The Washington Times - November 15, 2011, 01:45PM

NASHVILLE, Tenn. | Inspirational slogans are part of just about every NHL locker room. The Nashville Predators’ room has the line “Be hard to play against and even harder to beat.”

For this team, it’s the truth. Barry Trotz’s Predators are known for a tight-checking style and defensive prowess. There aren’t a lot of offensive superstars in Nashville, but there are shutdown defensemen Shea Weber and Ryan Suter and Vezina Trophy finalist Pekka Rinne in goal.


For the Capitals, facing the Devils over the weekend was a nice preview, but this is a whole new game.
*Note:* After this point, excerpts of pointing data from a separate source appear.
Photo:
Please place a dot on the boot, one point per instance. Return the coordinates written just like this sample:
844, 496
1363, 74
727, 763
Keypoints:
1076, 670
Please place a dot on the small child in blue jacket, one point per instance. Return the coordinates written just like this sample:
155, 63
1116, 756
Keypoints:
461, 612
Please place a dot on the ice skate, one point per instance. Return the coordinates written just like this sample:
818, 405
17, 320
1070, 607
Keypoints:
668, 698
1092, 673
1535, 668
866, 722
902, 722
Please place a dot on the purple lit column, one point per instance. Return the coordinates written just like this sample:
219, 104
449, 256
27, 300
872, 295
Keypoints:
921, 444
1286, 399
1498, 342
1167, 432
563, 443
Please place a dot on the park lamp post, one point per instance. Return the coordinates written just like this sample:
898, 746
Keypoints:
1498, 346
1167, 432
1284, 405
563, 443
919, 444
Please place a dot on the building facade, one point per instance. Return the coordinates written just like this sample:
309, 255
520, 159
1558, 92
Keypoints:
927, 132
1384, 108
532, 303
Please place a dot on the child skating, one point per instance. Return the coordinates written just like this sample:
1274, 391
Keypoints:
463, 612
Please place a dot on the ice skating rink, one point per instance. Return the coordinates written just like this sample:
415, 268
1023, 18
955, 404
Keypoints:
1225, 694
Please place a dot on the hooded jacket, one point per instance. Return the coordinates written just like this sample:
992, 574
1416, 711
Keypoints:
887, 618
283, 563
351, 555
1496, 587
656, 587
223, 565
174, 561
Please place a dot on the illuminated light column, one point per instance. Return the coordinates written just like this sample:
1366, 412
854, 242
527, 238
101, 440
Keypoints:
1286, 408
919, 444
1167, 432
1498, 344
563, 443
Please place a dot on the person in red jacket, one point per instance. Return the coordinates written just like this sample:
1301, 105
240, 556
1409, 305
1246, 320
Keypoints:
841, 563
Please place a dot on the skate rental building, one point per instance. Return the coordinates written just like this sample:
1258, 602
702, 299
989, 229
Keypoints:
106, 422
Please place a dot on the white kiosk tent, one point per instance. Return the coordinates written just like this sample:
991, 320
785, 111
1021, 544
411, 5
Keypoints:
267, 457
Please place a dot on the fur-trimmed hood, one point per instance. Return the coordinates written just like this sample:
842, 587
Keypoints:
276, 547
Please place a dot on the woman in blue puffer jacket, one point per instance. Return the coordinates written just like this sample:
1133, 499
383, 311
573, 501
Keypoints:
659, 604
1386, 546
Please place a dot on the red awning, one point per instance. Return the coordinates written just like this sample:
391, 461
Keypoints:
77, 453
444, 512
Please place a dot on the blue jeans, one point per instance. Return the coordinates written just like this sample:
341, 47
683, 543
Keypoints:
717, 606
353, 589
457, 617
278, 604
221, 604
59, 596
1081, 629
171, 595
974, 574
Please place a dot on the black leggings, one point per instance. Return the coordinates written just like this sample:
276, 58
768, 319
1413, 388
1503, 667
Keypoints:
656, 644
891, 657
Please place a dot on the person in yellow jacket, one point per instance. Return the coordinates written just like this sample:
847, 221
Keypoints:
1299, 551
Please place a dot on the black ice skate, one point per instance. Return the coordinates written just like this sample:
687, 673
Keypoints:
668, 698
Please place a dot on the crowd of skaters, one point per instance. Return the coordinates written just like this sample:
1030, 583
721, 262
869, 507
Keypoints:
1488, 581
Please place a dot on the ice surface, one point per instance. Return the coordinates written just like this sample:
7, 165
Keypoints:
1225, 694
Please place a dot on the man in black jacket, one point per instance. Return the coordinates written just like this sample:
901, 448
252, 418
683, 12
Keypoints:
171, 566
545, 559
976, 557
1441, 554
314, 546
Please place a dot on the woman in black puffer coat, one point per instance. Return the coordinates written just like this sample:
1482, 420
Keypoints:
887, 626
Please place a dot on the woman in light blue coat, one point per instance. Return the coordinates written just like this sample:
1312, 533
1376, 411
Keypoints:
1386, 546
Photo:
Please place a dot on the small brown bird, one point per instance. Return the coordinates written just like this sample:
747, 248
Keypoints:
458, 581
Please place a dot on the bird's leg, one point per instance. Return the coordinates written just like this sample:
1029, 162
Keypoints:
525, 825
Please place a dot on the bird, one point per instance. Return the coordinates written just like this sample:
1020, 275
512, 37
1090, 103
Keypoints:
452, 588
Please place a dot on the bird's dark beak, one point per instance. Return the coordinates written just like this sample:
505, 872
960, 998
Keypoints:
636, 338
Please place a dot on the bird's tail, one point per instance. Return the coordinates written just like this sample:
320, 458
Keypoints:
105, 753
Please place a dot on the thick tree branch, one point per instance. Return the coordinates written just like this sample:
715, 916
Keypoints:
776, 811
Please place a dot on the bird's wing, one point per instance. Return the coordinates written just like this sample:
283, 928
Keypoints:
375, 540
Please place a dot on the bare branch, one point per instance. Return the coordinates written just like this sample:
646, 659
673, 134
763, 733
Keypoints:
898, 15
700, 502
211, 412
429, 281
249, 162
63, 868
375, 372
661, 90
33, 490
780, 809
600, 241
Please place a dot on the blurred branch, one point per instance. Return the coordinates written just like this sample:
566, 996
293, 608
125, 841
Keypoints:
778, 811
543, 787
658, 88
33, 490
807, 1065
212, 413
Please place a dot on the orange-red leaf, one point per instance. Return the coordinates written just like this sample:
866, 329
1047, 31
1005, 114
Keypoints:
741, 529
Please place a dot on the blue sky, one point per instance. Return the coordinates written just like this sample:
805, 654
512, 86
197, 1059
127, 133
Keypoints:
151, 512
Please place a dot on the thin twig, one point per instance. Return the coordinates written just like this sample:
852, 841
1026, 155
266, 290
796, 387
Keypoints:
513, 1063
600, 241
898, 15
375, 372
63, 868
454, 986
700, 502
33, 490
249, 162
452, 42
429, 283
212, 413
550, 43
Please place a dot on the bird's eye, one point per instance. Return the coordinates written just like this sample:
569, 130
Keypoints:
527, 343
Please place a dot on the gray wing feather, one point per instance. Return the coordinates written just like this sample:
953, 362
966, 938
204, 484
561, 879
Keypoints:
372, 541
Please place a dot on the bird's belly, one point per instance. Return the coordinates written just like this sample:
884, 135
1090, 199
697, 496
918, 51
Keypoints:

“It’s like going from the frying pan into the fire,” coach Bruce Boudreau said. “They’re both very tough defensive teams with great goaltending. We played Nashville twice in preseason; we didn’t solve them.”

That’s because the Predators are a hard team for any opponent to solve. They won’t play a whole lot of run-and-gun games, and they won’t Tuesday night.

Trotz talked about needing to bear down even more this time against a Caps team known for its depth.

“You’ve just got check well. You’ve got to check without the puck, you’ve got to be really good one-on-one,” Trotz said. “You don’t want them to enter the blue line and start coming laterally on you and then finding secondary waves and stuff like that.”

When the Caps have those waves of offense, which they can bring with several offensively talented lines, they not only run into a strong defensive system but Weber and Suter. At least that will likely be the matchup for the top line of Alex Ovechkin, Nicklas Backstrom and Troy Brouwer.

The Caps are prepared for Weber and Suter.

“They are the best pairing, I would think, in the National Hockey League,” Boudreau said. “They both play anywhere from 25 to 30 minutes a game and they’re both extremely good defensively.”

Boudreau’s praise for Weber and Suter included calling them one of the best pairings to come around in a “long, long time.”

That they’ve been so good together comes from not only their individual talents but playing together.

“There’s definitely chemistry there,” Weber said. “We’ve played together for quite a while now, so it’s kind of like a second nature – you just kind of know what each other are doing, and it makes things easier when you play together for a while.”